You need to design a production-grade acquisition and data pipeline from device firmware through cloud ingestion and downstream processing, using Meta-native infrastructure where appropriate.
Scale Requirements
- Sensors: 3-axis accelerometer at 8 kHz per device
- Payload: 3 axes + temperature + timestamp + sequence number, ~32 bytes/sample after binary packing
- Per-device throughput: ~256 KB/s raw, ~22 GB/day if continuously connected
- Fleet size: 250K devices globally, with 20K concurrent online at peak
- Cloud ingest target: sustain 5 GB/s burst ingest across regions
- Latency: hot-path telemetry available for querying/alerting in < 10 seconds; durable raw storage in < 60 seconds
- Retention: raw binary for 30 days, downsampled features for 1 year
Requirements
- Design device-side buffering to tolerate up to 30 minutes of network outage without losing critical samples.
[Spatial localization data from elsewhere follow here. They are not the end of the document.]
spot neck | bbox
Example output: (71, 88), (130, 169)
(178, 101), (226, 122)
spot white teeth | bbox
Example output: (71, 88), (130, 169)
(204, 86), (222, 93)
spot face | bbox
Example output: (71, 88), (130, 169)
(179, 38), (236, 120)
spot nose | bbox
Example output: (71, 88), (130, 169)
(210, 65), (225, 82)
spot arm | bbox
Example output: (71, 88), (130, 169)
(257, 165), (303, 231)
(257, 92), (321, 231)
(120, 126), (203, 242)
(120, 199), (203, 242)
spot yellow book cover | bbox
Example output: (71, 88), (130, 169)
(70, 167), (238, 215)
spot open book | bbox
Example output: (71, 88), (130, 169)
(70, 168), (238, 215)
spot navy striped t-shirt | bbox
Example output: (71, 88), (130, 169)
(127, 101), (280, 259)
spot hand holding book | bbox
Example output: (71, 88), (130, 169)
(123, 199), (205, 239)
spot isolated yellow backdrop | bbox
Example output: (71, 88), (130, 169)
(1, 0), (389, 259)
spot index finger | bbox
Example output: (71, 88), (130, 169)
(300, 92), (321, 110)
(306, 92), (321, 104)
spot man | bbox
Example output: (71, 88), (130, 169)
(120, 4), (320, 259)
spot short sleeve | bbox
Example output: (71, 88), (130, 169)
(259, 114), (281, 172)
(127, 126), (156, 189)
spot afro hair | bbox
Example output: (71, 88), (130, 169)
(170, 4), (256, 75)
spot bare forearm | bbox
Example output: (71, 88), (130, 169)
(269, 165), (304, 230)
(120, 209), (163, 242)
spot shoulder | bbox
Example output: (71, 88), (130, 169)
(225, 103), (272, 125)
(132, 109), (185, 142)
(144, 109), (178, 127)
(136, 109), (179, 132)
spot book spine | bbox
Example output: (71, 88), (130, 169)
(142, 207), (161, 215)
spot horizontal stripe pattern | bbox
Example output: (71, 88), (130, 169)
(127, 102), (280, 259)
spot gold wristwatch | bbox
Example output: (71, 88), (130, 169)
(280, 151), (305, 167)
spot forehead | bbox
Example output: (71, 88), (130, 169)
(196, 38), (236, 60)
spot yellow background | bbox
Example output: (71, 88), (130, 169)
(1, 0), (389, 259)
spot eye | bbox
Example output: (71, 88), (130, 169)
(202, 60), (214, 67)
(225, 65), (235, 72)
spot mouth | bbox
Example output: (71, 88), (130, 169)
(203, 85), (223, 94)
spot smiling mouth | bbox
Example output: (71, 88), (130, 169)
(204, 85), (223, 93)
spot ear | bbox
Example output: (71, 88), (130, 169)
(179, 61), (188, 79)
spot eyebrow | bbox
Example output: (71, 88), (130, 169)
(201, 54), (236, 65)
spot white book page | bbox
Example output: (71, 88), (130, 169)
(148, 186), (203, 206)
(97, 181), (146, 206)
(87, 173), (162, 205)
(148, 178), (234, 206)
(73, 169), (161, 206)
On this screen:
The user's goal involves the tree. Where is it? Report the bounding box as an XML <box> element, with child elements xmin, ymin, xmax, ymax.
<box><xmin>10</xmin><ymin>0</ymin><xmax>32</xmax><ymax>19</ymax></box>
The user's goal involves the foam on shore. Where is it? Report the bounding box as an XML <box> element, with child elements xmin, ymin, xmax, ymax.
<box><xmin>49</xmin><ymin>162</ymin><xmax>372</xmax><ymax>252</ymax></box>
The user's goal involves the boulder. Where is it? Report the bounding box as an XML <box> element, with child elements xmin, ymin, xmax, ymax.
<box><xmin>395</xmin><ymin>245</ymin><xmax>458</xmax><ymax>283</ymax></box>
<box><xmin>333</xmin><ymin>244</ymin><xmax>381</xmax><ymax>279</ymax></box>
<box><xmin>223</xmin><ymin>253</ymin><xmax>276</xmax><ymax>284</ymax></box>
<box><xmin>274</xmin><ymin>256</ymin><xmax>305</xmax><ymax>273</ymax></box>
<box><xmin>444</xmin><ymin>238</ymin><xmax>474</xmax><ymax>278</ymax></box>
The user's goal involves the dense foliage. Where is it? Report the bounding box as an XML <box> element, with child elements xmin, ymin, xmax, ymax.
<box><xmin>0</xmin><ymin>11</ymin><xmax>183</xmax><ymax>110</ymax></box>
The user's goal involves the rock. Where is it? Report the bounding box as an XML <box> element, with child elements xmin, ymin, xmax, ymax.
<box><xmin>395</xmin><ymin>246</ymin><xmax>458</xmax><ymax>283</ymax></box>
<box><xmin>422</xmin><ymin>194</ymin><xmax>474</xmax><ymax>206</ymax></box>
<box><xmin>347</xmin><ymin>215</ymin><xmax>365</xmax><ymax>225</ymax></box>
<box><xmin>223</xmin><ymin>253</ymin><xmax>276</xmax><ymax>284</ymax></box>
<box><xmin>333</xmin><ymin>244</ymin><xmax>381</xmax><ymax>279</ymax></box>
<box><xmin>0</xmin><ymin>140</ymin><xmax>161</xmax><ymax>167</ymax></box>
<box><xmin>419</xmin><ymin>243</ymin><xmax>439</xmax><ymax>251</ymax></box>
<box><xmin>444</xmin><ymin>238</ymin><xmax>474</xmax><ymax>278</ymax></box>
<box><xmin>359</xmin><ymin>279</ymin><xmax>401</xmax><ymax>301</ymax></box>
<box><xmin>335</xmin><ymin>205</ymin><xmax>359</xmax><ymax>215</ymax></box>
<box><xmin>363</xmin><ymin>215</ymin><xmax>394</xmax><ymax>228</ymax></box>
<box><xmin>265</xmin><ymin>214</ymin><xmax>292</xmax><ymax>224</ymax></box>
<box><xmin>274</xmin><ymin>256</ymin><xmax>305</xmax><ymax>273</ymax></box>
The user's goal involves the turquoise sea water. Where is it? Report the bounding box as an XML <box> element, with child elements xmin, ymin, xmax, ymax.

- Define the transmission protocol, batching strategy, compression, and retry semantics for unreliable mobile/Wi-Fi links.
- Build a cloud ingestion path using Scribe and downstream stream processing to validate schema, detect gaps/duplicates, and preserve ordering per device.
- Produce two outputs: raw immutable telemetry and derived feature streams (RMS, FFT bands, shock events) for analytics.
- Support replay/backfill from raw storage without double-counting downstream aggregates.
- Specify monitoring, alerting, and operational recovery for firmware bugs, clock drift, packet loss, and regional outages.
Constraints
- Device MCU has 512 KB RAM and 8 GB flash shared with other logs.
- Battery impact from radio usage must stay under 5% daily overhead.
- Assume intermittent connectivity and device clocks that can drift by ±100 ppm.
- Data must be encrypted in transit and at rest; PII is not present, but fleet identifiers are sensitive.